House Bill 532 Controversy Thickens
As you may know I had the honor of testifying before the Ohio House Commerce and Labor Committee during its May 24, 2016 Hearing. Click here to read the testimony I gave. Below are my current remarks with an update and commentary on recent developments.
The Committee heard from a number of proponents and opponents to H.B. 532, focusing primarily on a narrow provision in the legislation that allows students to sit for the real estate exam with coursework that is not accredited. At the conclusion of the testimony, the Committee amended the legislation to keep the “noncredit bearing” coursework, but provide for advance approval of the noncredit bearing coursework by an ” appropriate state authorizing entity.” Huh?
I consider myself a pretty smart person but I’m going to need some help on this one. We currently have a regulatory scheme for approving credit bearing coursework. Why is it necessary to create a separate regulatory scheme for approving noncredit bearing coursework? We know from the Committee testimony that credit bearing courses are not more expensive than noncredit bearing coursework.
So I must wonder why such extraordinary steps are being taken to allow noncredit bearing coursework for pre-licensure education. This process and the hidden agendas of lobbyists and interested parties has certainly helped me to understand why the US tax code is more than 10 million words. Nonetheless, there is some reason why the industry wants to shortcut the accreditation process for pre-licensure courses. We may never know why, but what we do know is that more bureaucracy has been proposed to pave the way for it.
The day following the Committee hearing, the Ohio House approved the measure sending it to the Ohio Senate. Because the legislature is now on summer recess, the bill will not progress any further until the fall. In the meantime, I applaud the efforts of all that joined Hondros in its efforts to make sure Ohio’s newest members of the real estate profession receive the best education possible.
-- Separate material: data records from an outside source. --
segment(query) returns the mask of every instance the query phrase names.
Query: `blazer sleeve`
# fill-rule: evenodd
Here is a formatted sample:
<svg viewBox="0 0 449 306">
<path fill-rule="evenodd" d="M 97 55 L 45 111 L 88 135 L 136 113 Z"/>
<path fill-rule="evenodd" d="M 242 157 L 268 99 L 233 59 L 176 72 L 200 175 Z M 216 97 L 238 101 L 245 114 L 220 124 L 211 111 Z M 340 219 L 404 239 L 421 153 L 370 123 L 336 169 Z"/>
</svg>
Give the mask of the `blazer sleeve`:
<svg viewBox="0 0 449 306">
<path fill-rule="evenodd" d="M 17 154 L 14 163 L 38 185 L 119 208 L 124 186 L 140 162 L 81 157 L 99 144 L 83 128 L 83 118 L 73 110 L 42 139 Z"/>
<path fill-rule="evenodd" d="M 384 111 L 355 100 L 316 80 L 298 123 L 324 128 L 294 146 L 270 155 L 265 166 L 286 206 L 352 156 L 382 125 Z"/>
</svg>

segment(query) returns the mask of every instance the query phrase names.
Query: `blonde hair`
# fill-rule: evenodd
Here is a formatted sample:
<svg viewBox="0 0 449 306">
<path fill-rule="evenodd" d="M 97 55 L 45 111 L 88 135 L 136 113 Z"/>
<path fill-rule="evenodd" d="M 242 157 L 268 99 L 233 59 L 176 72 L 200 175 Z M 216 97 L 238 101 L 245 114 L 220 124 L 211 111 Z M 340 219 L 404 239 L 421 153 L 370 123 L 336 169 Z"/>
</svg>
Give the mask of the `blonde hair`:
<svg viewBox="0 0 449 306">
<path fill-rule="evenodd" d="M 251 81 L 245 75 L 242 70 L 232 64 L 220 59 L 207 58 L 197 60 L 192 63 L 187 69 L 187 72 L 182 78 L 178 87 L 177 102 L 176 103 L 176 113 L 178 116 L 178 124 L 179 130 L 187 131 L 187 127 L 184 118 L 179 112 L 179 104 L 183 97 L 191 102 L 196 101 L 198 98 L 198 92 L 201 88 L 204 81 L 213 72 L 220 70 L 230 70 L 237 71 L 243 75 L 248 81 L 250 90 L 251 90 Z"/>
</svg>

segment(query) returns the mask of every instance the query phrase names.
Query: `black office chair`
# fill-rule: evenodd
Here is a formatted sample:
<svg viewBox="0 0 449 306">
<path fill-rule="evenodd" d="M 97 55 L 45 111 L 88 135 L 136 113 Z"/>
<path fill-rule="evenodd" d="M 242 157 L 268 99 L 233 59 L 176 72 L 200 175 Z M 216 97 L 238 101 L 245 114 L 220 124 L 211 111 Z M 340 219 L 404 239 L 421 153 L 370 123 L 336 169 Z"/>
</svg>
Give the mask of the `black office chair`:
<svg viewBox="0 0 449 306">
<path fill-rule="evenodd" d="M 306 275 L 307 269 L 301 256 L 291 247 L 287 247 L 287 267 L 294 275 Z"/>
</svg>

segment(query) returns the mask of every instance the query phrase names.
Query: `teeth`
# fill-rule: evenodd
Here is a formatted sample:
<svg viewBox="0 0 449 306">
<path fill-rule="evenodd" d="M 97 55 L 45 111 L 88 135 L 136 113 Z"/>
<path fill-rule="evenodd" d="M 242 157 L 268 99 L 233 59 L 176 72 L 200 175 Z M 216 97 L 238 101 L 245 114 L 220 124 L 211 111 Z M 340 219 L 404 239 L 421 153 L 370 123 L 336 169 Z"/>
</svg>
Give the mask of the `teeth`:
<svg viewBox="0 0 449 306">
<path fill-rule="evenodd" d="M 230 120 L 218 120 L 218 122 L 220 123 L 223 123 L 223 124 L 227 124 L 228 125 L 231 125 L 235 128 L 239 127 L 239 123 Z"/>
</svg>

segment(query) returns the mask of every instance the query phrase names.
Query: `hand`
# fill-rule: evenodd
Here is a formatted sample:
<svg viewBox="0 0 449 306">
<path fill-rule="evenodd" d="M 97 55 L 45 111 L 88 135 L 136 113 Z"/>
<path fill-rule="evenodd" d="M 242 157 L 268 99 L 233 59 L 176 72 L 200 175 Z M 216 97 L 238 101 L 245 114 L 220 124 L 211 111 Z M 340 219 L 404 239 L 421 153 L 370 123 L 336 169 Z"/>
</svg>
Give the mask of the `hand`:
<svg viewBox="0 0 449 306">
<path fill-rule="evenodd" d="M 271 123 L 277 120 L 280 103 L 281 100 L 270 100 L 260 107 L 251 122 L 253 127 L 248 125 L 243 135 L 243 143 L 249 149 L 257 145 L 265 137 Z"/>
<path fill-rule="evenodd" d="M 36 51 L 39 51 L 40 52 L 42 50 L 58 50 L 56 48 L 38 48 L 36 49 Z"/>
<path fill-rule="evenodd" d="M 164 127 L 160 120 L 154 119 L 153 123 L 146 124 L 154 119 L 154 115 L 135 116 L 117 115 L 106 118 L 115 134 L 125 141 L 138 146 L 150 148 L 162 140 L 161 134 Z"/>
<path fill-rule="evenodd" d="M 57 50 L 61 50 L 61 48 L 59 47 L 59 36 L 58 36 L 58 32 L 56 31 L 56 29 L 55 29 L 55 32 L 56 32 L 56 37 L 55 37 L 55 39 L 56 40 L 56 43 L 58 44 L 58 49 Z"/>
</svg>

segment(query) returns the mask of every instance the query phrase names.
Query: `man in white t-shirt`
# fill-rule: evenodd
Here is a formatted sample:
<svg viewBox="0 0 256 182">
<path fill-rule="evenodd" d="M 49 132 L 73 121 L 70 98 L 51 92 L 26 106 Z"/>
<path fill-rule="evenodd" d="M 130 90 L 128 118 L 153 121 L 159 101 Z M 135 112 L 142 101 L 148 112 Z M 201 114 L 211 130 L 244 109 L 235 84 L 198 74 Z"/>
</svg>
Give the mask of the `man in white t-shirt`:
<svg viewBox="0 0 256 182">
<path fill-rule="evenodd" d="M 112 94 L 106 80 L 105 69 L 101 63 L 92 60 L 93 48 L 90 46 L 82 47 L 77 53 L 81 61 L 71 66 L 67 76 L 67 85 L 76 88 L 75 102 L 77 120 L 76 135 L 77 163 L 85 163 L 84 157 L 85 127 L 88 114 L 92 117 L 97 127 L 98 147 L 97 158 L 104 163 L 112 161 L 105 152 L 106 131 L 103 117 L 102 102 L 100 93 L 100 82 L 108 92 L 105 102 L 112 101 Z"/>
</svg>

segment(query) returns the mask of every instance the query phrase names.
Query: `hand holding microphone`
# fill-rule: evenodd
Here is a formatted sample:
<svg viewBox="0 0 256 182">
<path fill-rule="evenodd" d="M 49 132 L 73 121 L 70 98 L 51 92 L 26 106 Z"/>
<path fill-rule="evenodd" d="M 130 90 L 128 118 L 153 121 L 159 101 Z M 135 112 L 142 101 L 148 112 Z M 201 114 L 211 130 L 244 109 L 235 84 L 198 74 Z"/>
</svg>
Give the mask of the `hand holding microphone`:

Although the amended legislation does require “noncredit bearing” courses to pass some scrutiny before being offered, an amendment prompted by Hondros’ concerns, it does not go far enough. The fact remains that no other profession has the maze of pre-licensure requirements being proposed in Amended HB 532, and real estate professionals deserve only the best education that credit bearing courses provide.
I urge you that want to see common sense reforms for distance education with one standard for pre-licensure education, to familiarize yourself with Amended HB 532. In the fall, the debate will begin again in the Ohio Senate.